China Daily | Updated: 2017-04-28 07:52

Faking overseas identity hurts fairness of college entrance exam

Tourists walk by the west gate of Tsinghua University on August 1, 2016. [Photo/VCG]

SOME AGENCIES ADVERTISE THAT they can help mainland students acquire the identity of being "overseas Chinese" so they can sit the much easier national college entrance exam for overseas Chinese students. People's Daily comments:

To attract overseas Chinese students to study in domestic universities, China organizes a special college entrance exam for them every year. The exam is much less competitive than the college entrance exams taken by mainland students.

As a result, the number of "overseas Chinese" candidates usually rises remarkably before the exam season, as agencies obtain "overseas" identities for those mainland families willing to pay the hefty price to get their children into a good college.

The Ministry of Education is seeking to curb the practice, and it announced on Tuesday that it has launched an investigation together with the foreign affairs and public security ministries, and they will hold a zero-tolerance attitude toward the practice.

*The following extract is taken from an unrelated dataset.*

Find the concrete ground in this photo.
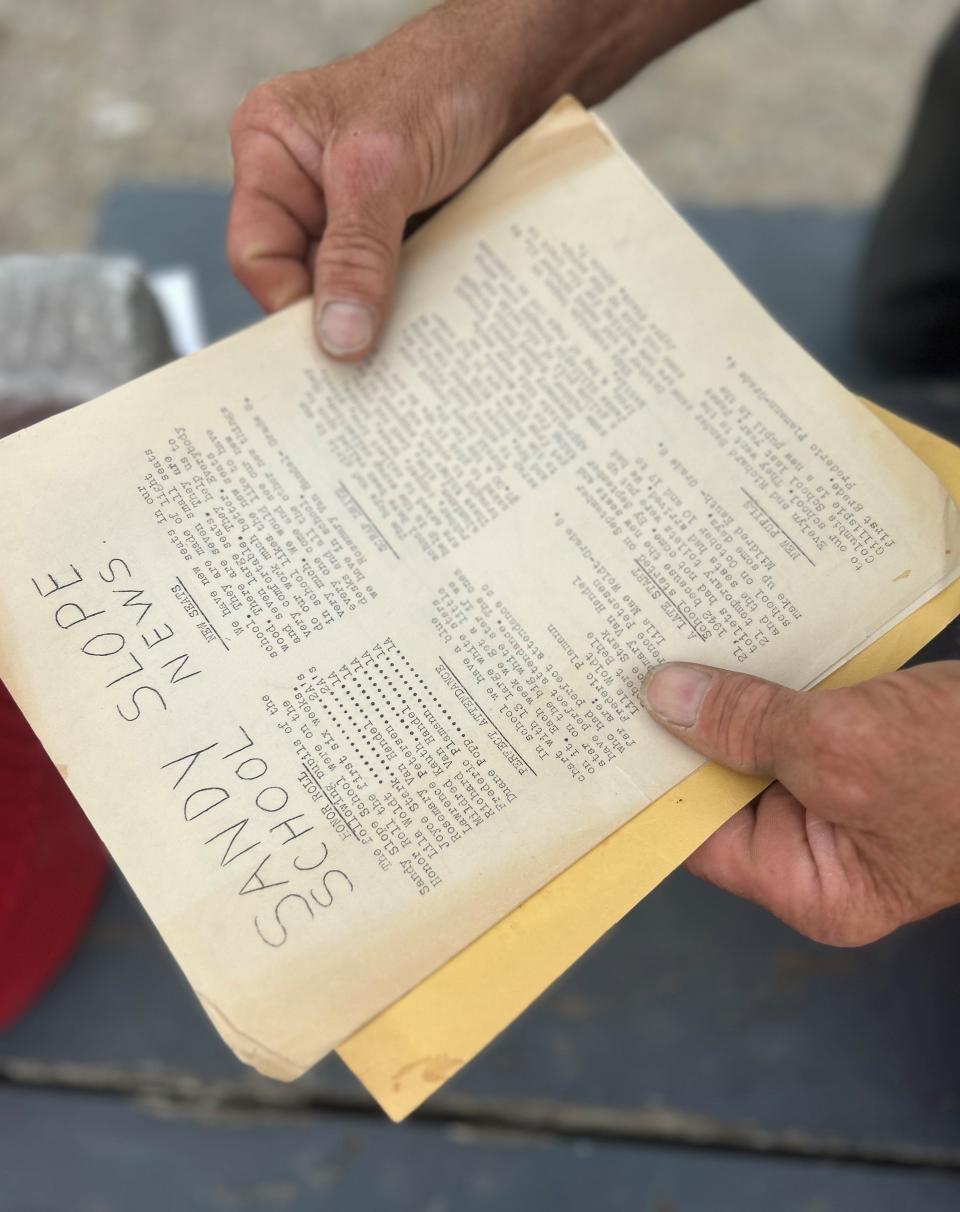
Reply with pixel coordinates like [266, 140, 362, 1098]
[0, 0, 960, 252]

The college exam system for overseas Chinese has remained unchanged for more than three decades. The education authorities need to plug the loopholes that undermine the fairness of the college entrance exams.

Besides, reform measures in recent years allow universities more autonomy in enrolling students. The education authorities must not ignore the rising concerns that the reforms, which play down the importance of exams, will make it more difficult than before for students from less-developed areas and poverty-stricken families to compete for a place in key universities.

Such concerns are understandable, because the students from well-off urban families who have had the luxury of music, sports and the arts training are more likely to be enrolled by the best universities first, which leaves fewer places for children from poorer regions and poorer families.

Statistics show even though China has greatly expanded its college enrollment since the late 1990s, the number of rural students in key universities has remained almost unchanged, or even fallen.

The fake overseas Chinese identities are only a case in point, showing how easy it is for the wealthy to buy their way into key universities.